Get it from Amazon for $68.99
7. JSP Manufacturing Universal Golf Cart Cup Holder
Product description: “Designed to hold the 16.4 oz propane tank used in many heaters ~ Compatible with MANY propane cylinders and many other brands of portable propane cylinders / heaters ~ Direct replacement, perfect fit into your current cup holder ~ Tapered design – holds multiple cup sizes.”
Notable review: “We have four cup holders on the dash in our Ezgo golf cart. Nothing but an aluminum can fits in them. I bought two of these to fit in the cup holders. They fit perfect and will now hold a big Yeti. It was a cheap easy fix for cup holders that were useless.”

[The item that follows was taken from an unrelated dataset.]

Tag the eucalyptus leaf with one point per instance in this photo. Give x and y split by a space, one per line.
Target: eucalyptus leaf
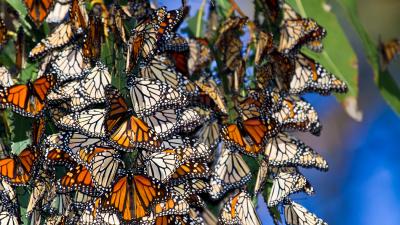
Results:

Get it from Amazon for $7.98
8. 10L0L Golf Cart Seat Covers
Product description: “Great Choice if You Don’t Want to Spend 100s of Dollars on New Seats: Almost every golf cart I have seen eventually get tears on the driver side corner bench. Our golf cart seat cover really update the look of your cart, made your golf cart look like new again. The best choice of Christmas or Thanksgiving gift for golfer boss husband father boyfriend.”
Notable review: “The Cover fit my Yamaha golf cart perfectly, it was easy to install and it’s proven very durable after about three months. We don’t play golf, we have the cart for doing farm work, and the dog jumps up in the front seat pretty often and she has yet to tear it up. It’s a very good value and dries quickly when it gets wet.”